The treatment options in a case of solitary duodenal RCC metastasis depend upon the extent and location of the lesion and therapy must be individually tailored. Procedures ranging from classic pancreaticoduodenectomy (Whipple procedure) to interventional embolization have been reported (table 1). Any patient with solitary metastatic RCC to the duodenum should be considered a candidate for complete surgical excision if medically and technically feasible, both for palliation of symptoms and because it provides the opportunity for meaningful disease-free survival. Therapeutic goals include complete metastatectomy whenever surgically feasible. A curative role for pancreaticoduodenectomy in patients with solitary duodenal metastasis has been reported and has been shown to improve survival [11, 13, 14, 15, 16]. Hemostasis of gastrointestinal bleeding occurring due to metastasis or invasion of malignant tumor is hard to manage endoscopically, and data on endoscopic therapy of bleeding from these duodenal lesions are limited. In selected cases, intractable gastrointestinal bleeding can be treated with arterial embolization of tumor-supplying arteries that has been reported to control gastrointestinal bleeding effectively, but there are no long-term follow-up data [17, 18, 19]. However, embolotherapy is only palliative while the tumor develops other collateral vessels and has potential for re-bleeding [20]. Also, in these cases, the physician should keep in mind that embolization for control of hemorrhage in the small bowel carries a significant risk of bowel infarction. For disseminated malignancy, treatment is mainly supportive and palliative, in the form of palliative surgery, radiotherapy, chemotherapy or immune-stimulating agents (interleukin-2) [10, 21, 22]. Patients with metastatic disease have poor survival despite the above treatment. The average survival is about 4 months and only 10% of them survive for 1 year [23].

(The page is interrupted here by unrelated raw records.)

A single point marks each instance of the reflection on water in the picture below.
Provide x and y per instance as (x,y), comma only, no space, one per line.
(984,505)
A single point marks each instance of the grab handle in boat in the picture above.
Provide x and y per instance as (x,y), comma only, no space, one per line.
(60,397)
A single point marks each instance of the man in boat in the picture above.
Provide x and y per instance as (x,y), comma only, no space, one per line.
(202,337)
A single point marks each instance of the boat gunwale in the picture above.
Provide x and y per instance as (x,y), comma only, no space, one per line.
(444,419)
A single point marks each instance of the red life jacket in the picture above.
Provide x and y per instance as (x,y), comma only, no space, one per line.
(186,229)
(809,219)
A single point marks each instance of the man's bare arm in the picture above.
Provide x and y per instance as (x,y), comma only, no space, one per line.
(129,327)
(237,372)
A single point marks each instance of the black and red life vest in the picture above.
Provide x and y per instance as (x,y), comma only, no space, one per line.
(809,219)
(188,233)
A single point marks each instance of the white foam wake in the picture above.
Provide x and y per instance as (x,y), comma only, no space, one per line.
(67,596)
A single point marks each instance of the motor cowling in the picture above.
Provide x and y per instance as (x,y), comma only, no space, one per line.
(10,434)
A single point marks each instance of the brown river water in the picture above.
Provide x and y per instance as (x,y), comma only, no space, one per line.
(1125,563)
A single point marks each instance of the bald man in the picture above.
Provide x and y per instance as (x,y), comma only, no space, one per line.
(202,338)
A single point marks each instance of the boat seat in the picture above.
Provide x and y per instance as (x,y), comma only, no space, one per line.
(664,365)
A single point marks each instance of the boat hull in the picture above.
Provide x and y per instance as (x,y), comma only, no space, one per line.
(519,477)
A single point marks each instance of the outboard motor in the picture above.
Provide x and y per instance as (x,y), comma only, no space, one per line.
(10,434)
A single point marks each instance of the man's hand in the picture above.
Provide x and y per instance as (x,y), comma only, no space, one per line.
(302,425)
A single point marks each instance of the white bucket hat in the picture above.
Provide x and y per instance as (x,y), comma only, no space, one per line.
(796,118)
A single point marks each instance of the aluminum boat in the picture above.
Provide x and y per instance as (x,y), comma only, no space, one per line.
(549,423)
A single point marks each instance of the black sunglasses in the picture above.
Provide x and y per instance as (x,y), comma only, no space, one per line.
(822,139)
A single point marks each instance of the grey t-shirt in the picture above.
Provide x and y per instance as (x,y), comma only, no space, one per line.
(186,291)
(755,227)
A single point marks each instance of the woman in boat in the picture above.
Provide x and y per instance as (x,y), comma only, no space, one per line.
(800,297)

This case report highlights the importance of vigilance and high index of suspicion in post nephrectomy patients upon presentation of new clinical symptoms. Appropriate awareness, recognition and aggressive work-up of gastrointestinal symptoms in patients post nephrectomy for RCC are of paramount importance.

Disclosure Statement

All authors declare that there are no potential conflicts (financial, professional, or personal) relevant to this paper.